Starling recently received an Enduring Questions grant from the National Endowment for the Humanities (NEH) to develop a new introductory-level course on Asceticism. The course, to be offered for the first time in the spring of 2017, will take a comparative approach to asceticism, asking students to consider the question, what good is self-discipline? Ascetics have variously been viewed as heroic, saintly, eccentric or pathological. Our analysis will consider examples from a variety of cultural contexts, including Eastern (Jain, Hindu, Buddhist), Western (Stoic, Christian mystic), and modern secular (eco-activism, fasting diets, and extreme exercise regimes). In the future, Starling also hopes to develop an introductory thematic course on Religion, Health and Healing.
Professor Starling’s roster of courses includes RELS 103 Asceticism, RELS 242 Religions and Cultures of East Asia, RELS 243 Buddhism: Theory Culture and Practice, RELS 246 Religions of Japan, RELS 356 Buddhism and Gender, and RELS 357 Ethnographic Approaches to Family, Gender, and Religion.
Spring 2018 Courses:
RELS 241: Religions of Japan
MWF 10:20AM - 11:20AM
Religious traditions of Japan from the eighth century to the present examined through the thematic lenses of hagiography, asceticism, syncretism, gender, family, and cultural identity. Critical attention will be paid to the concepts of “religion” and “secular” during examination of continuities and changes from the ancient to the contemporary period. Students will conduct a semester-long research project on a topic related to Japanese religion.

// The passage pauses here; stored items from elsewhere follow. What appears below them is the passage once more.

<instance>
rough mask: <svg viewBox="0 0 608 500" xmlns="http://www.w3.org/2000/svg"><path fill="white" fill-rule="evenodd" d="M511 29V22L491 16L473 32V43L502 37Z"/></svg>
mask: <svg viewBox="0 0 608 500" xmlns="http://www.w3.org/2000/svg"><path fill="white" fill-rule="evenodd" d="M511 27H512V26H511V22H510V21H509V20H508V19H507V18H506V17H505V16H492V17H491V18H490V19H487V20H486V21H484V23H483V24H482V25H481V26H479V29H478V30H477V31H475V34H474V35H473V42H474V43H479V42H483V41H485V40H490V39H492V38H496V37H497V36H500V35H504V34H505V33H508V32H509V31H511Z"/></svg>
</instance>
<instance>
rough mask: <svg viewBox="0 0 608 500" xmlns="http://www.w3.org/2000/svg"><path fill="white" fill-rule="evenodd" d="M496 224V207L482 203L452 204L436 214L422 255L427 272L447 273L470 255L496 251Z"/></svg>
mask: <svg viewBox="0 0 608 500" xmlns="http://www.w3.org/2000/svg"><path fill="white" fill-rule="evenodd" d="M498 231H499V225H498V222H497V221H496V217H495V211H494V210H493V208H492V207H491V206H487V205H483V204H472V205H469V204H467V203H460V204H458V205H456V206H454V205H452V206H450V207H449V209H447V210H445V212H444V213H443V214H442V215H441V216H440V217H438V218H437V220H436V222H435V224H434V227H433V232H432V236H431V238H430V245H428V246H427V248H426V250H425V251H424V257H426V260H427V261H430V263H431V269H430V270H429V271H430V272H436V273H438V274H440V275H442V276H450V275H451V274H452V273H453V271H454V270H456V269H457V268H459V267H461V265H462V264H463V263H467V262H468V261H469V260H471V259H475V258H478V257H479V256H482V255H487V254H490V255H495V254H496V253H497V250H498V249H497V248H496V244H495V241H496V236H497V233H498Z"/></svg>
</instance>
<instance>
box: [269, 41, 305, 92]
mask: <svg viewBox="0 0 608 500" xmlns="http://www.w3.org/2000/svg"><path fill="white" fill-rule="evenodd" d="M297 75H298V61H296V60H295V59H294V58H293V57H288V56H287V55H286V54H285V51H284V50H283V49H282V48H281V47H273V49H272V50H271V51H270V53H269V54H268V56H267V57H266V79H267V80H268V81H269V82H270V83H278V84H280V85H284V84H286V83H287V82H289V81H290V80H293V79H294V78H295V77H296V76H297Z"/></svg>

RELS 356: Buddhism and Gender
TTH 11:30AM - 12:30PM
Examination of women and gender in Buddhist mythology, doctrine, practice, and institutions spanning the length of the Buddhist tradition (i.e., 500 BCE to the present), addressing examples from Indian, Southeast Asian, Tibetan, and Japanese Buddhist contexts. Tension between Buddhism’s theoretical discourse on women and gender; actual roles and experiences of women in the Buddhist tradition. Topics include the founding myth of the Buddhist order of nuns and the writings of early nuns; Buddhist discourse on female impurity and the exclusion of women from sacred mountains; female tantric adepts and depictions of the feminine in Tibetan Buddhism; the movement to revive full ordination for nuns in Southeast Asia; the Buddhist feminist movement in contemporary Japan.

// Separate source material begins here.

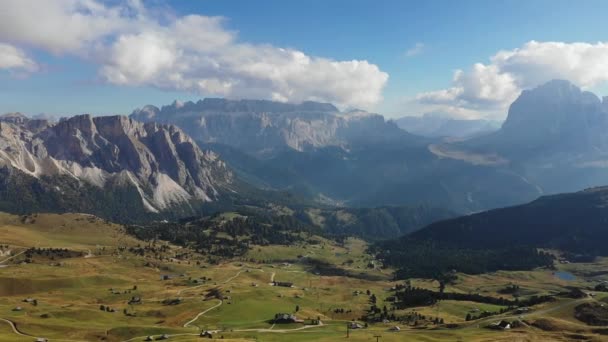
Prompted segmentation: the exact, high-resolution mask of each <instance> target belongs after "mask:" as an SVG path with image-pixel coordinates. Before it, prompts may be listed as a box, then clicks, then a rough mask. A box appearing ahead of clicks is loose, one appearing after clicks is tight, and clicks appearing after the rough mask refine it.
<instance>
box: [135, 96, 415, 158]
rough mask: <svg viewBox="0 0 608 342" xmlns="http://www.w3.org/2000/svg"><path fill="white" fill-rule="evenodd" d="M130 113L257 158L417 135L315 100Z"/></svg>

Prerequisites: Any 200-level RELS course.
Restrictions: Sophomore standing required.
RELS 490: Senior Thesis
MW 3:00PM - 4:30PM
Advanced readings and major works in religion. In consultation with faculty, selection of a thesis topic and further reading in the discipline and research in the topic area. Substantial written document demonstrating mastery of theory and methodology in the study of religion and the ability to integrate these into the thesis topic.
Restrictions: Senior standing required.
Professor Starling’s research concerns the role of women in contemporary Japanese “Temple Buddhism.” The vast majority of temples in modern-day Japan are smaller parish temples run by a married Buddhist cleric, who lives together with his wife and children. Starling’s work lies at the intersection of Buddhist doctrine, gender, family, and material practices, and her scholarly articles have appeared in the Japanese Journal of Religious Studies, Eastern Buddhist, Religion Compass, and the Journal of Global Buddhism. Her monograph, Guardians of the Buddha’s Home: Domestic Religion in the Contemporary Jōdo Shinshū, is based on an ethnography of temple wives in the True Pure Land Buddhist School (Jōdo Shinshū), and is under contract with the University of Hawai’i Press.
Starling is currently developing two new research projects. The first is an investigation of Buddhist laywomen’s groups in modern Japan, highlighting the dynamics of the production of doctrinal materials by male monks in response to the voracious demand of these well-educated and well-organized women’s groups. The second project will use ethnographic fieldwork to investigate Japanese Buddhist women’s engagement in social work, highlighting the work of national and transnational networks of women who have taken up the cause of leprosy awareness.